We assume Gaussian likelihood $\mathcal{N}(x|\mu_c, \Sigma)$ with class means $\mu_c$ and the same covariance matrix $\Sigma$ for all classes. We do not fix our priors and denote them with $p(y=c)$. Like above, assume that we only have two classes $c\in\{0, 1\}$.

$$p(x|y=c) = \mathcal{N}(x|\mu_c, \Sigma) = \frac{1}{(2\pi)^{d/2}|\Sigma|^{1/2}} \exp\left\{ -\frac{1}{2} (x - \mu_c)^T \Sigma^{-1} (x - \mu_c) \right\}
$$


> **Task 2** Given that assumption, show that the following equality holds: 
>
> $$p(y=1|x) = \sigma(w^Tx + b)$$
>
> with
> 
> $$
 \begin{aligned}
 w &= \Sigma^{-1} (\mu_1 - \mu_0)\\
 b &= -\frac{1}{2} \mu_1^T \Sigma^{-1} \mu_1 + \frac{1}{2} \mu_0^T \Sigma^{-1} \mu_0 + \ln \frac{p(y=1)}{p(y=0)}
 \end{aligned}
$$



$$a = \ln \frac{p(x|y=1)p(y=1)}{p(x|y=0)p(y=0)} = ...$$





Since both $w$ and $b$ only include parameters which are depended on the data, we can also directly learn $w$ and $b$.
With the bias rewriting trick we can include the bias in the weight and simply to $\sigma(w^Tx)$ where we only have to learn $w$.

To train the model an a 2-class dataset $\mathcal{D} = \{(x_i, y_i)\}_{i=1}^{N}$ ($x_i\in \mathbb{R}^d$, $y_i\in \{0, 1\}$) we have to maximize the joint probability over the whole dataset:

$$
p(y|w) = \prod_{i=1}^{N} \sigma(w^Tx_i)^{y_i} (1- \sigma(w^Tx_i))^{1-y_i}
$$

Using the negative log-likelihood we get an easy-to-differentiate error function which we can optimize. This function is called the binary cross-entropy as it expresses the entropy of the probability distribution:

$$E(w) = -\ln p(y|w) = -\sum_{i=1}^{N}\left( y_i\ln(\sigma(w^Tx_i)) + ({1-y_i})\ln(1- \sigma(w^Tx_i))\right)$$


> **Task 3** Assume that $\mathcal{D}$ is a linearly separable dataset for 2-class classification, i.e. there exists
> a vector w such that $\sigma(w^Tx)$ separates the classes. Show that magnitute of the maximum likelihood parameter $w$
> of a logistic regression model approaches infinity ($||w||\rightarrow \infty$).
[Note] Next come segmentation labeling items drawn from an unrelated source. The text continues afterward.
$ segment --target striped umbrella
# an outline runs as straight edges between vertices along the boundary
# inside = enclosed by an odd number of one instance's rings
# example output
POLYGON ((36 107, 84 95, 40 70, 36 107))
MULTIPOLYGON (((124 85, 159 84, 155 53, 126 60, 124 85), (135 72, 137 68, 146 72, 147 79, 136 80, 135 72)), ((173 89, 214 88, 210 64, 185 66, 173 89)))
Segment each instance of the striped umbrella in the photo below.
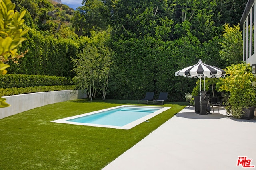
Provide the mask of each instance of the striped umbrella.
MULTIPOLYGON (((203 77, 219 78, 225 77, 226 72, 214 66, 206 65, 201 60, 196 65, 186 67, 175 72, 176 76, 184 76, 185 77, 198 77, 200 78, 200 91, 201 87, 201 78, 203 77)), ((204 84, 204 90, 205 84, 204 84)))

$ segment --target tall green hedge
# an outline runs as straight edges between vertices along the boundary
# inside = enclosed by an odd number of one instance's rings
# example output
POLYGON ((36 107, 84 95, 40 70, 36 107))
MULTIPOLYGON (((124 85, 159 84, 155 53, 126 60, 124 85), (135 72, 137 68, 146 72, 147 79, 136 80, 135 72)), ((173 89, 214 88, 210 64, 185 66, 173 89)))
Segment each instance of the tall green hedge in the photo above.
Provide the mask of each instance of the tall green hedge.
POLYGON ((19 47, 19 53, 28 53, 18 64, 9 61, 8 73, 72 77, 71 57, 75 58, 79 45, 76 40, 44 35, 32 29, 25 35, 27 39, 19 47))
POLYGON ((73 84, 70 78, 39 75, 1 75, 0 82, 0 88, 3 88, 73 84))

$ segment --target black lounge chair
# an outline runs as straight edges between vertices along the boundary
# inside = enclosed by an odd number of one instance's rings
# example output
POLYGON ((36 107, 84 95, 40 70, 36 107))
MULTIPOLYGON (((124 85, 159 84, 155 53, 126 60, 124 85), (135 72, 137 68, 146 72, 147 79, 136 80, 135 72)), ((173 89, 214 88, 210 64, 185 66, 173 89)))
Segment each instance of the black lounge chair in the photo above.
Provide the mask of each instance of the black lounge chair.
POLYGON ((139 100, 138 103, 140 103, 140 102, 146 102, 147 104, 149 100, 153 100, 153 98, 154 97, 154 92, 147 92, 146 94, 146 96, 145 98, 144 99, 141 99, 139 100))
POLYGON ((154 102, 162 102, 162 105, 164 104, 164 101, 167 99, 167 95, 168 93, 161 92, 159 94, 159 97, 158 99, 153 100, 153 104, 154 102))

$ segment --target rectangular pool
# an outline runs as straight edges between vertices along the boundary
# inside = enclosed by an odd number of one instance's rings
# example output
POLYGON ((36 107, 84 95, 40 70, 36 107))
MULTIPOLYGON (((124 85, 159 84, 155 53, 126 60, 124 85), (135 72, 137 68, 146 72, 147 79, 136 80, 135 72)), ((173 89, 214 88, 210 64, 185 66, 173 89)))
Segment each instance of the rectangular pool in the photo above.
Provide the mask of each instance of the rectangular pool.
POLYGON ((122 105, 52 122, 129 129, 170 108, 168 107, 122 105))

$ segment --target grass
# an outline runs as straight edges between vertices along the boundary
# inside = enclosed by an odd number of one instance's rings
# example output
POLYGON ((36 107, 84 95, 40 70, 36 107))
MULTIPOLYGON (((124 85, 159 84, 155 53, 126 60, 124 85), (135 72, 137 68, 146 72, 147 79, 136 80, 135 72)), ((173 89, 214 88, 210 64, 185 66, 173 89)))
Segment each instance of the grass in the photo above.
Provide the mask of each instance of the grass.
POLYGON ((50 121, 137 101, 77 100, 0 119, 0 169, 100 170, 183 109, 168 110, 129 130, 50 121))

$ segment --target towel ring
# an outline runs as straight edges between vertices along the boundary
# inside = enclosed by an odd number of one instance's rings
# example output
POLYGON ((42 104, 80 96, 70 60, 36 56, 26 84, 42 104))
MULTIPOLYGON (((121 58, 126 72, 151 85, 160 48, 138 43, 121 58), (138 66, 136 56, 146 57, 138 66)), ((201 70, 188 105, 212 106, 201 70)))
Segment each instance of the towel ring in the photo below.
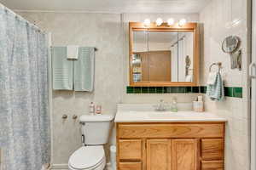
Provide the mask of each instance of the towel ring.
POLYGON ((213 65, 218 65, 218 72, 220 71, 220 69, 221 69, 221 62, 217 62, 217 63, 212 63, 211 65, 210 65, 210 68, 209 68, 209 71, 211 72, 212 71, 212 67, 213 65))

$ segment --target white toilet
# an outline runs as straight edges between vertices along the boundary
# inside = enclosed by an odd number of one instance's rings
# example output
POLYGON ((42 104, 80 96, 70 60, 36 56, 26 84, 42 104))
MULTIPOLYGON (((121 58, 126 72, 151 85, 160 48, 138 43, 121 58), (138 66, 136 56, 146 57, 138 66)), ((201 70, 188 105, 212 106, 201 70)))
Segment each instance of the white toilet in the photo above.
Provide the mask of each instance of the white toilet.
POLYGON ((113 116, 81 116, 82 146, 69 157, 69 170, 102 170, 106 166, 103 144, 108 142, 113 116))

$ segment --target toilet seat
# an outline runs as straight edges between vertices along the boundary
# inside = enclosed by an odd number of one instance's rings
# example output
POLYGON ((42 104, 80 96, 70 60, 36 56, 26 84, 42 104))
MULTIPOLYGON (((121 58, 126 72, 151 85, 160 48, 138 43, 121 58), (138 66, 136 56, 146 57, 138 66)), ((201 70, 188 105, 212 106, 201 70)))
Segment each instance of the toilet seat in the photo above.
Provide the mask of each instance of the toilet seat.
POLYGON ((68 166, 76 170, 90 170, 101 166, 104 161, 102 145, 82 146, 70 156, 68 166))

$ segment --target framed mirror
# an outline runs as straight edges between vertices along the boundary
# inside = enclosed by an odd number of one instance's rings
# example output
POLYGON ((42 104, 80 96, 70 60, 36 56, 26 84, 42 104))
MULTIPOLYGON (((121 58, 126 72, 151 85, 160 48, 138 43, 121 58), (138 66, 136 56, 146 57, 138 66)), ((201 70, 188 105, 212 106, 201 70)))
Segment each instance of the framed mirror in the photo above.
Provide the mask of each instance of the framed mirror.
POLYGON ((198 62, 196 23, 130 23, 130 86, 196 86, 198 62))
POLYGON ((230 36, 223 41, 222 50, 224 53, 231 54, 238 48, 239 43, 240 43, 240 40, 238 37, 230 36))

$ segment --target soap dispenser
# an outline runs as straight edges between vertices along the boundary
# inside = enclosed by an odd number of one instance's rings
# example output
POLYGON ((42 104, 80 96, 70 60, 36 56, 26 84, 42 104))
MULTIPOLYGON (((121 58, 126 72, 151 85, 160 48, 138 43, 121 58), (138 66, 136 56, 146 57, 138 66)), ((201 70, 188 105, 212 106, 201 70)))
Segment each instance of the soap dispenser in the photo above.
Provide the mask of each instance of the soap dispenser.
POLYGON ((171 111, 177 112, 177 99, 172 98, 172 105, 171 105, 171 111))

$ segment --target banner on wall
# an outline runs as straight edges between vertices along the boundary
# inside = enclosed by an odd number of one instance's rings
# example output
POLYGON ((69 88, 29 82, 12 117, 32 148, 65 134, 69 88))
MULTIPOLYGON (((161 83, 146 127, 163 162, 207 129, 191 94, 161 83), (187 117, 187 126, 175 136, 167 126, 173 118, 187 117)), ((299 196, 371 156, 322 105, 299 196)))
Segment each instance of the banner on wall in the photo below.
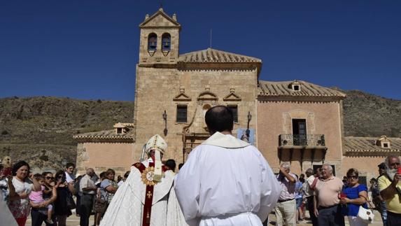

Assume that $w$ contains the bias term.
>
> Hint: You can use the fact that $\sigma(a) \in (0, 1)$ for all $a\in\mathbb{R}$.
> 
> How can we modify the training process to prefer a $w$ of finite magnitude?

## Properties of the Sigmoid Function

### Derivative of the Sigmoid Function

> **Task 4** Show that the derivative of the Sigmoid function $\sigma(a) = \frac{1}{1+e^{-a}}$ can be written as
>
> $$\frac{\partial\sigma(a)}{\partial a} = \sigma(a)(1-\sigma(a))$$

Give your solution as tex code using in the cell below:



$$\frac{\partial \sigma(a)}{\partial a} = ... $$






### Deepening: Symmetrical Properties of the Sigmoid Function (optional)

Show that the following equality holds for the Sigmoid function:

$$\sigma(-a) = 1 - \sigma(a)$$

Why does this equation hold, what is the intuition behind it?